Starting with a congestion problem in teletraffic the range of applications has
grown to include not only telecommunications and computer science, but also manufacturing, air traffic control, military logistics, design of theme parks, call centers,
supermarkets, inventories, dams, hospitals, and many other areas that involve service systems whose demands are random. Queueing theory is considered to be
one of the standard methodologies (together with linear programming, simulation,
etc.) of operations research and management science, and is standard fare in academic programs in industrial engineering, manufacturing engineering, etc., as well
as in programs in telecommunications, computer engineering, and computer science. There are dozens of books and thousands of papers on queueing theory, and
they continue to be published at an ever-increasing rate. Searching the Google for
“Queueing Theory” I have found 1880 hits.
This tremendous push for new results forced more and more academic journals
to publish articles in queueing and even open new sections. In 1986, Baltzer Verlag,
AG launched a new academic journal entitled Queueing Systems (edited by N.U.

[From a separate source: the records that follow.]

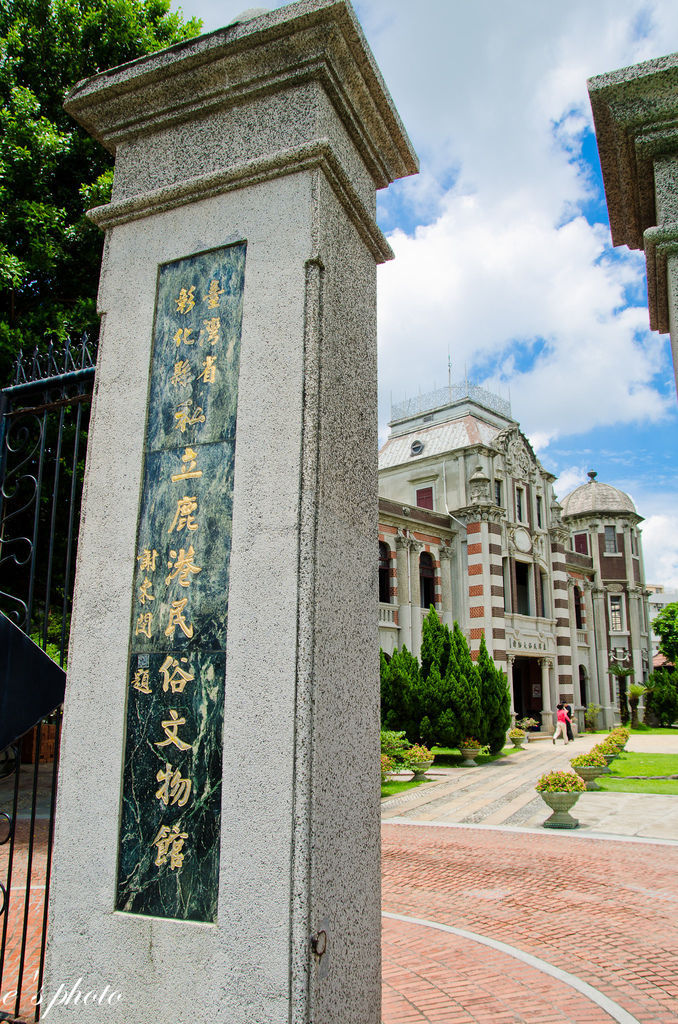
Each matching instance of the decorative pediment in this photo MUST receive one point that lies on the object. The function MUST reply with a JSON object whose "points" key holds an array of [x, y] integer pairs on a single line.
{"points": [[519, 457]]}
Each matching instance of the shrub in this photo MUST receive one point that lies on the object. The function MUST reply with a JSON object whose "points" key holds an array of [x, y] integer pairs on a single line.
{"points": [[417, 755], [393, 745], [662, 698], [591, 760], [591, 716], [560, 781], [386, 766]]}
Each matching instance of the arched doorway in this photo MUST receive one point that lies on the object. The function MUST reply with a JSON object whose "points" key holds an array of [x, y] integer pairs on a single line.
{"points": [[527, 695]]}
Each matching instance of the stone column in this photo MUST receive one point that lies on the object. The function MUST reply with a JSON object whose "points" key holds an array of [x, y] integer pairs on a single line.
{"points": [[602, 656], [549, 693], [416, 547], [445, 556], [635, 113], [229, 872], [563, 664], [510, 658], [403, 545]]}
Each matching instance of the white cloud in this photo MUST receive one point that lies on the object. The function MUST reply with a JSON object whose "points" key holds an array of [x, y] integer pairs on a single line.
{"points": [[660, 540]]}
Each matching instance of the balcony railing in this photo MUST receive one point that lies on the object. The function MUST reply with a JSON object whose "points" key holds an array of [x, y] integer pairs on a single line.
{"points": [[387, 614]]}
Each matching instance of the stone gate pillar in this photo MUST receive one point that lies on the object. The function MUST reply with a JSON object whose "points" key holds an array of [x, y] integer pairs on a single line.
{"points": [[217, 848]]}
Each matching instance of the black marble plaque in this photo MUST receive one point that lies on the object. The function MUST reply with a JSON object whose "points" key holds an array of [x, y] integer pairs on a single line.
{"points": [[170, 819]]}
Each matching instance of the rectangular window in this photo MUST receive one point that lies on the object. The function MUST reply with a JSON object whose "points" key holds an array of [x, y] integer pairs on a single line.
{"points": [[522, 588], [425, 498]]}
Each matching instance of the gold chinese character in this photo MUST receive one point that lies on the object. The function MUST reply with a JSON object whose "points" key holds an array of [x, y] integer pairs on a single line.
{"points": [[171, 726], [169, 843], [185, 301], [147, 560], [183, 335], [177, 681], [173, 786], [181, 375], [140, 681], [209, 373], [185, 419], [189, 459], [213, 328], [183, 519], [213, 293], [176, 619], [144, 624], [182, 566]]}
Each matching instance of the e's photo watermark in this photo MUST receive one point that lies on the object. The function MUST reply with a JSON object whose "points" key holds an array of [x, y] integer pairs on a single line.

Prabhu), which is devoted entirely to queueing. Many other journals, in the field of
probability, operational research, telecommunication, industrial engineering, computer science, management science publish articles on queueing extensively. The
flow of new theories and methodologies in queueing has become very hard to keep
up with. Surveys on the hottest topics in queueing and related areas are scattered
over a large variety of scientific magazines. A sort of manual would be desirable,
indicating where to find the hottest topics and where to concentrate one’s efforts
should queueing become one’s interest. A careful elaboration of major themes
would take many years of work after which the results would then be outdated!